What exactly does Microsoft think it is doing?
Google has announced that, in common with many other firms, it will shortly withdraw support for Microsoft IE6
for many of its apps. The French government has now joined the
German government in warning its citizens not to use IE, because of security vulnerabilities. And users were already switching away from IE in droves in any case. (Microsoft's browser market share has dropped from
91% to 63% in five years, and
much further for technical users).
Given the damage inflicted by new browsers like Chrome, Firefox and Safari, you would think that Microsoft would be fighting back hard with IE8, its latest release.
After all, Microsoft is a company that has long triumphed in the high-volume application space by making apps that are simply better than anyone else's (see
Winners, Losers and Microsoft).
So why is IE8 such a lousy browser?
IE8 is dramatically worse than other modern browsers in almost every performance test (in fact it's worse than IE7 in many of them).
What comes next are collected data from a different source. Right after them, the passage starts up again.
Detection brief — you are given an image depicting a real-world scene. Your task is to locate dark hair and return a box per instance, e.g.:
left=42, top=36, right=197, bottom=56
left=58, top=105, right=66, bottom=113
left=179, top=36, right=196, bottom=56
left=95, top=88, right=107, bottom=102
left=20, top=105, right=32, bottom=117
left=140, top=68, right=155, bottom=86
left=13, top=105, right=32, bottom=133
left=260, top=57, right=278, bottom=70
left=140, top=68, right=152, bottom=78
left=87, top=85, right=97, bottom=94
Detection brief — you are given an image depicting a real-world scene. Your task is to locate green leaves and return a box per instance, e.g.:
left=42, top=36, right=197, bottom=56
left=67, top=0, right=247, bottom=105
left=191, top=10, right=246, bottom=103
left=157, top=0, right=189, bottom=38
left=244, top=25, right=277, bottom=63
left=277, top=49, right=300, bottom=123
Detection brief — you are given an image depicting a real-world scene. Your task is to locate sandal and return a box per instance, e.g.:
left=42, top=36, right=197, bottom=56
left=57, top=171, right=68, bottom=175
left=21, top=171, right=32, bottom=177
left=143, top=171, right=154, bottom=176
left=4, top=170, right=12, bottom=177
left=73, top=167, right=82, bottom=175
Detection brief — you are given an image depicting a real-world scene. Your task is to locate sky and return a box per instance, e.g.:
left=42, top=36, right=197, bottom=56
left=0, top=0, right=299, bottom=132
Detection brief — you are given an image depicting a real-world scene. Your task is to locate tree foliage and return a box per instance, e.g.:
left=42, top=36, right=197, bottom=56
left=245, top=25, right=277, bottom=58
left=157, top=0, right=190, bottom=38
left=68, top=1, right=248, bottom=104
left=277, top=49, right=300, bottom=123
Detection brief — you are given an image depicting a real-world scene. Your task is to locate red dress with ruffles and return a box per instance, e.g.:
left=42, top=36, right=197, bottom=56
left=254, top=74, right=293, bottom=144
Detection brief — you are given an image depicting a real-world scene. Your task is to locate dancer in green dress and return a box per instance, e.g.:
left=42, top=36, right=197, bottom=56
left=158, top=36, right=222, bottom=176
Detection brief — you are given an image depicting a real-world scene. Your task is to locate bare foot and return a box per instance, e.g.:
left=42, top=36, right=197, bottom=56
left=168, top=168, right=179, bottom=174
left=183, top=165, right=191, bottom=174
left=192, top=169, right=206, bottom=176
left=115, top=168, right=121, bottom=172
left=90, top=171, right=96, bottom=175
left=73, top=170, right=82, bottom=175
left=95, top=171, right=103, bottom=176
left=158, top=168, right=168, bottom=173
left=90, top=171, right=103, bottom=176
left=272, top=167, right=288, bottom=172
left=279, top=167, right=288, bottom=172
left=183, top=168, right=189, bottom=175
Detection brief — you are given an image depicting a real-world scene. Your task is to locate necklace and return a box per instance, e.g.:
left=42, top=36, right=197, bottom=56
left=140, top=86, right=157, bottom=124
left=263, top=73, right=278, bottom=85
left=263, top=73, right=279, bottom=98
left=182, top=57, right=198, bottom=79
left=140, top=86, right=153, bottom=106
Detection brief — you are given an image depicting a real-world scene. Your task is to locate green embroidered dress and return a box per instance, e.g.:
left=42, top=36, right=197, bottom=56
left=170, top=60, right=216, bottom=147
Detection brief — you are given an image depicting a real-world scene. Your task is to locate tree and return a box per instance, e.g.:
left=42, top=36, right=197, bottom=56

And it
is equally lacking in modern features and reliability.
The Web is of course a threat to Microsoft, being the great UI alternative to Windows in the mass market; and MS's competitors are racing towards a world of netbooks where Windows has no place.
So is it too paranoid to think that Microsoft continues to release awful browsers simply in an attempt to slow down the adoption of advanced Web applications?
If so, the tactic isn't working. All the research shows people simply deserting IE at an ever-increasing rate.
Except... in sectors like banking, where after clinging to IE6 for a decade, the internal systems departments that are finally upgrading don't have the imagination to go for anything better than IE8.
So maybe banking is one of the few places where Microsoft's anti-Web strategy is actually working.